Je suis bien triste, mon amour, car je n’aurai pas fait ta tisanea aujourd’hui et je ne pourrai pas te conduire à la séance de l’Assemblée. Hélas ! je te verrai à peine quelques minutes tantôt quand tu iras à la Chambre car ce soir tu assisteras à la première représentation de la Notre-Dame de Paris [1]. Demain, si je ne suis pas tout à fait hors d’état de me bouger, il faudra que j’aille à ce dîner de fête. C’est devenu presque obligatoire par les bonnes grâces de toutes sortes que ces braves gens ont pour moi et par l’aimable insistance qu’y met Mme de Montferrier. Ainsi, mon Victor, je prévois que je te verrai en tout cinq minutes en deux jours. C’est bien peu, pour un cœur affamé comme le mien, et je ne sais pas comment je ferai pour me résigner à cette portion congrue que me font les circonstances. Pour un peu je pleurerais à chaudes larmes tant je suis agacée et triste de cette vie : chacun de son côté. Vois-tu, mon petit homme, jamais je ne m’habituerai à ne pas faire de toi la seule préoccupation de ma vie et l’unique objet de mes actions. Ce n’est pas de ma faute mais c’est ainsi.
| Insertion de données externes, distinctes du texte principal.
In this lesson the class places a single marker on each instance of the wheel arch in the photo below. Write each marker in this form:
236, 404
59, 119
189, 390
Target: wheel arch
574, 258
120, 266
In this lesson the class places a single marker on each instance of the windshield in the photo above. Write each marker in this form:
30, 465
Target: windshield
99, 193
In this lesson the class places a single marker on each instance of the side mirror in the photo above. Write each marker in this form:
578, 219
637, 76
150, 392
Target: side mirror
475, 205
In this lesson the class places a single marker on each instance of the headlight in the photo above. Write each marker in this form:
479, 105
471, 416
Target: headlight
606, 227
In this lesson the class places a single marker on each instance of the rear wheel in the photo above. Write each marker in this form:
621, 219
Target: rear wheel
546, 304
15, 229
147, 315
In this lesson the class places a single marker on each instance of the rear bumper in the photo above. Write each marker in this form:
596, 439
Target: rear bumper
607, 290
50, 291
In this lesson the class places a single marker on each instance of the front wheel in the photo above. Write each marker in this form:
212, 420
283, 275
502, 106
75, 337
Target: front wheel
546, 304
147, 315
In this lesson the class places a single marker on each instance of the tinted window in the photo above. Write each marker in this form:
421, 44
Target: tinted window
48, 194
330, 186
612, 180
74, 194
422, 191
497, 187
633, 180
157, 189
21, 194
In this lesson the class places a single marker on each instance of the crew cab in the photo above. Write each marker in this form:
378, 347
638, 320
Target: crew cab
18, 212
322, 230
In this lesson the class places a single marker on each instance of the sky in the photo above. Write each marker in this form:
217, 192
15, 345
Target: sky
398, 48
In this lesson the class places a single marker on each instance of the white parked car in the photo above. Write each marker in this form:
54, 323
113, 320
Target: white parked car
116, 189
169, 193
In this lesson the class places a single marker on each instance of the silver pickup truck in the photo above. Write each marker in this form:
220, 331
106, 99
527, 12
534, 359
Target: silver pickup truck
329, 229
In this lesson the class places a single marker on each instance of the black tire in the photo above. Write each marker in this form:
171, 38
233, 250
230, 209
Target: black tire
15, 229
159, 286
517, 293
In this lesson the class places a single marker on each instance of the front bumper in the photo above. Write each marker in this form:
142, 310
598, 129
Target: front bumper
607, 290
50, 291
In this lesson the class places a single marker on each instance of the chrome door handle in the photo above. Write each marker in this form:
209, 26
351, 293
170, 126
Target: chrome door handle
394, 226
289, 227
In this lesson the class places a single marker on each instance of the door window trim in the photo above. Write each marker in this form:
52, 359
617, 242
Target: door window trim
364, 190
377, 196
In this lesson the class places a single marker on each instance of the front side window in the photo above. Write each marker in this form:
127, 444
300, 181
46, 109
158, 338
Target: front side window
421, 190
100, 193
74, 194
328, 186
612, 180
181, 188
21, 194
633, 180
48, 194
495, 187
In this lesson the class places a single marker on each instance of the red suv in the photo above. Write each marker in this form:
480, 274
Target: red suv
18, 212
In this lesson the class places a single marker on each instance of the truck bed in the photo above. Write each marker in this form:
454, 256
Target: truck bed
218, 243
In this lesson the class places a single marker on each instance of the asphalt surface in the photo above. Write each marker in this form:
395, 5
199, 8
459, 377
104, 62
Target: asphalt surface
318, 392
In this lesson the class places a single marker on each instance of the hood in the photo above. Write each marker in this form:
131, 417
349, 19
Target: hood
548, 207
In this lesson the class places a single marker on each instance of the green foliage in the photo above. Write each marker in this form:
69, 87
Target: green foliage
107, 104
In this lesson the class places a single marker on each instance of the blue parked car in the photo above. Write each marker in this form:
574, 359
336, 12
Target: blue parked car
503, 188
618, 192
Plus je vais et plus tu m’es indispensable. J’en suis arrivée au point de désirer d’être encore plus hideuse et plus souffrante demain qu’aujourd’hui pour avoir le droit de rester chez moi, sans impolitesse, à t’attendre et à te désirer dans mon coin toute seule. J’espère que j’y parviendrai car jusqu’à présent mes gales ne font que croître et qu’enlaidir [2] : c’est infâme, c’est horrible, c’est effroyable ! Quel bonheur ! Quel bonheur ! Quel bonheur !

Juliette

Collection Claude de Flers (juin 2013)
Transcription Florence Naugrette


a) Juliette écrit « tisanne », comme le fait Victor Hugo.

Notes

[1La première de Notre-Dame de Paris de Paul Foucher a lieu à l’Ambigu-Comique le 16 mars 1850.

[2Juliette Drouet a la gale de mars 1850 à juillet 1851. Elle fait successivement appel à une somnambule, au docteur Triger puis au dermatologue Künckel pour s’en débarrasser. (Remerciements à Anne Kieffer, qui nous a fourni tous ces renseignements.)